Georgia’s college students will pay the same tuition next year — for the first time in at least 14 years.
However, no one in a random sampling of University of North Georgia students Thursday at the Student Center on the Gainesville campus had heard the news announced Tuesday by the Board of Regents.
Most students reacted with a version of “that’s good news,” like Ben Delgado, a nursing student from Gainesville, when told about the decision.
UNG students will pay the same $178.40 per credit hour they currently pay. For a full-time student, tuition, including mandatory fees, will be $2,567.80; the out-of-state rate will be $7,984.60. See other tuition rates in Georgia.
UNG can expect increased money from the state for the next fiscal year, but that amount won’t be known until the budget is adopted. Gov. Nathan Deal’s proposed budget for the University System of Georgia is $100.6 million more than the current budget.
Of that amount, $59.8 million is planned for statewide merit pay and recruitment and retention salary adjustments for state employees. Another $43.5 million would go for enrollment growth and operating costs.
UNG enrollment for fall 2015 was up 7.6 percent to 17,289 students, Kate Maine, UNG’s associated vice president of university relations, said.

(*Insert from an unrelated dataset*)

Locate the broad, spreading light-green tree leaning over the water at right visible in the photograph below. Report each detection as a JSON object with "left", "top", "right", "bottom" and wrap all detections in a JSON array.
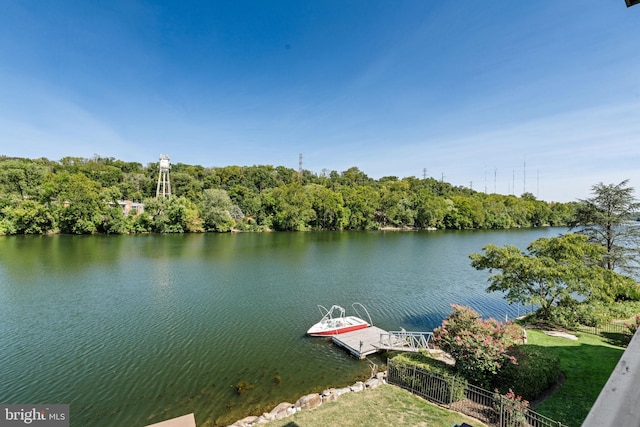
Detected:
[{"left": 470, "top": 234, "right": 610, "bottom": 319}]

The Gainesville campus that semester had 7,139 students, about 10 percent more than 2014.
“Because of our increasing enrollment, one of UNG’s most significant priorities is to use any budget increase to hire additional faculty and staff to support academic and student services,” Maine said.
Most state colleges had increases of 2.5 percent in tuition in 2015. Tuition had been increased by that amount for the fourth year in a row.
The Board of Regents had approved some form of tuition increase every year since at least 2002 until Tuesday.
Hank Huckaby, chancellor of the University System of Georgia, said the decision shows the board is “listening to students, their families and legislators” who have voiced concerns about year-over-year tuition hikes in Georgia.
Brandon Davis of Dahlonega and Amber Dean of Helen ventured they might be willing to pay more in tuition — with conditions. Davis said more money might be worth it if the university “redid the facilities” on the Gainesville campus. He pronounced the campus facilities “garbage” now.
Dean, who is majoring in English, said she “might be all right (with an increase) if there was more parking.”
Davis, a pre-med student, greeted the news with “I didn’t even know it was being voted on.”
Austin Bishop, a junior in political science from Gwinnett County, asked “if it (tuition) will go down any?”
Claire Suggs, senior education policy analyst for the Georgia Budget and Policy Institute, said state funding per full-time equivalent student has dropped 33.7 percent, or an inflation-adjusted 50.4 percent, since the 2001 fiscal year.
Tuition covers about 50 percent of the cost of educating students in the system, up from about 25 percent in the 1990s, Suggs said. The tuition hikes were caused by state revenue cuts to higher education, she said.
Half the students interviewed Thursday have scholarships or government grants that pay their tuition.
One student, Alexis Hernandez of Gainesville, said his tuition is paid by scholarships.
“If I were to lose (that), I probably wouldn’t be here,” he said.